Update rings configuration in Microsoft Intune

Feature Update Policies

Feature update policies in Intune lock devices to a chosen Windows release (e.g. Windows 11 24H2 or 23H2). Once a device is on that release, it stays there; you cannot use Intune policy to downgrade. If you do not assign a feature update policy, the device follows the update ring’s feature deferral (if any).
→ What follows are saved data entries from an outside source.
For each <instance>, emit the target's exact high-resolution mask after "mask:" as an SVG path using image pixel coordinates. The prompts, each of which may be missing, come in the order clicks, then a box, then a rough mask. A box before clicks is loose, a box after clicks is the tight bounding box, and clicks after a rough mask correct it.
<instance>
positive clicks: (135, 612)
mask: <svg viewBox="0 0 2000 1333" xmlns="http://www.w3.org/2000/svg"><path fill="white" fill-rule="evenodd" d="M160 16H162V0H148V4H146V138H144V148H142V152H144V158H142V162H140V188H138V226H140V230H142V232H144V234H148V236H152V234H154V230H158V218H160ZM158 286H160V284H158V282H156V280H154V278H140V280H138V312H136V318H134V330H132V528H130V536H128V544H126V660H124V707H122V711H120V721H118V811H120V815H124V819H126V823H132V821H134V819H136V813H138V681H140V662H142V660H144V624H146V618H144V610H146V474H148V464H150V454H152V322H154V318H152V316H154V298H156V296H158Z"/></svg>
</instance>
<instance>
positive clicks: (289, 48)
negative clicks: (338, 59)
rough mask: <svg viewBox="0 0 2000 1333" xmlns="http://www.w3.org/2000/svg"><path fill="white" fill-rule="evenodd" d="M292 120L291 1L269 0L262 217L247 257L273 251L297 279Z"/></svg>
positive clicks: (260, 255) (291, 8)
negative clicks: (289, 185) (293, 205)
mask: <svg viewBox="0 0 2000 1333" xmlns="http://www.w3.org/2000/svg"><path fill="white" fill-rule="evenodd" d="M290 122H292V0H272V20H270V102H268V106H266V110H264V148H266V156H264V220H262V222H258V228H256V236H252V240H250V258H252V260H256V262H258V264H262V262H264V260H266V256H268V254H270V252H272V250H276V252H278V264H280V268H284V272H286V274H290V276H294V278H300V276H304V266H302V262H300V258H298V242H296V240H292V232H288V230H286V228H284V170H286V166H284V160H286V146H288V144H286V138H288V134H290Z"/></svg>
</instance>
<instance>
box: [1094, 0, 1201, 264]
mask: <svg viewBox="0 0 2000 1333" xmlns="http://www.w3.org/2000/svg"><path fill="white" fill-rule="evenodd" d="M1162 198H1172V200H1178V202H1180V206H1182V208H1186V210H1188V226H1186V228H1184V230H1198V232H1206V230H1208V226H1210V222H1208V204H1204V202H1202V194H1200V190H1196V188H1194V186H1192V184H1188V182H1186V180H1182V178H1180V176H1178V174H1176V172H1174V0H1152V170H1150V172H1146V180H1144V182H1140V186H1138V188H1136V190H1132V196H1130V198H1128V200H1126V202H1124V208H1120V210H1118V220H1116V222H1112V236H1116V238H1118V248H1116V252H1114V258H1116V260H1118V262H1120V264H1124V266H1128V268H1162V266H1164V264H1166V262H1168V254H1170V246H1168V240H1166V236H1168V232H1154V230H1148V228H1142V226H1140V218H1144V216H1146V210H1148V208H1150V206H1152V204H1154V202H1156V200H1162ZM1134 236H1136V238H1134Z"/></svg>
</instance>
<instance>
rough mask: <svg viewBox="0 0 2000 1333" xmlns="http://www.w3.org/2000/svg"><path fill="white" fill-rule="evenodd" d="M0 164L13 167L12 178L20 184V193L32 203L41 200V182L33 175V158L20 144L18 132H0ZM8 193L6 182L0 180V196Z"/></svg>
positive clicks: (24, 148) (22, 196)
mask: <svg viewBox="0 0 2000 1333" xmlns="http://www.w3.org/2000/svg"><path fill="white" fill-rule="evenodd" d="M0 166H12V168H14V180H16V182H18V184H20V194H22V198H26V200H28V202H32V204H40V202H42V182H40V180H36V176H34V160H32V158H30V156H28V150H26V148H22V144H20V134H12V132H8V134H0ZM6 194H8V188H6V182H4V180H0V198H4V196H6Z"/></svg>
If you do assign one, it takes precedence over the ring: the device will not move past the release you specify. You manage these under DevicesWindowsFeature updates for Windows 10 and later. In the policy you pick the release; the Intune UI often shows support status (in support, ending soon, out of support) so you can choose a safe target. You can leave some devices (e.g. an insider or canary ring) without a feature update policy so they follow the ring and get the latest when the ring allows.

Windows feature update policies and target releases in Intune Windows feature update support status in Intune

Rollout Options for Feature Updates

When creating or editing a feature update policy, you choose how the update is offered:

  • Immediate. The selected release is offered to assigned devices as soon as policy applies.
  • Specific date. The update is offered starting on a date you set.
  • Gradual rollout. The update is spread over a date range. You set a start and end date; Intune spreads the rollout across that window (the start date must typically be at least two days in the future). Devices are grouped and assigned randomly and evenly across the period.

The release name (e.g. “Windows 11” for a given version) maps to a specific build; the wizard shows which release you are targeting.

Feature update policy settings: release and rollout options

Quality Updates (Expedite)

Update rings are not ideal when you need a single cumulative update deployed urgently. For example for a zero-day. Quality updates for Windows 10 and later (often called expedite updates) let you push a specific knowledge base (KB) or cumulative update to assigned devices immediately, ignoring the ring’s deferrals and restart grace periods. Create these under DevicesWindowsQuality updates for Windows 10 and later. In the policy you set a name, specify which update (e.g. by KB number) is in scope, and configure whether a restart is required and when. Once assigned, the expedited update is offered without waiting for the normal ring schedule.

Quality updates (expedite) policy in Intune

Suggested Practices

  • Use at least two update rings: a fast ring for pilots and IT, and a broader ring for most devices. You can add a more conservative ring (e.g. 21–30 days deferral) for sensitive or critical systems.
  • Use feature update policies to freeze devices on a specific Windows version when you need stability; rely on the support column in Intune to pick a supported release.
  • Use gradual rollout for feature updates to smooth deployment over time and reduce risk.
  • Set deadlines in update rings so updates and restarts happen within an acceptable window.
  • Reserve expedited quality updates for critical security patches that must not wait for the ring.
  • Review Windows Update for Business reports (and Intune update analytics) regularly to track compliance and troubleshoot failures.

Summary

You can configure Windows Updates for Business entirely in Microsoft Intune using update rings (deferrals and deadlines), feature update policies (lock to a release and choose immediate, dated, or gradual rollout), and quality update policies (expedite a specific CU). Update rings apply by default; feature update policies override the ring for feature updates; expedited quality updates override deferrals and restart behavior when you need a patch deployed immediately. Use multiple rings and feature policies to balance security, stability, and user impact, and use Windows Update for Business reports to monitor and improve update compliance across your fleet.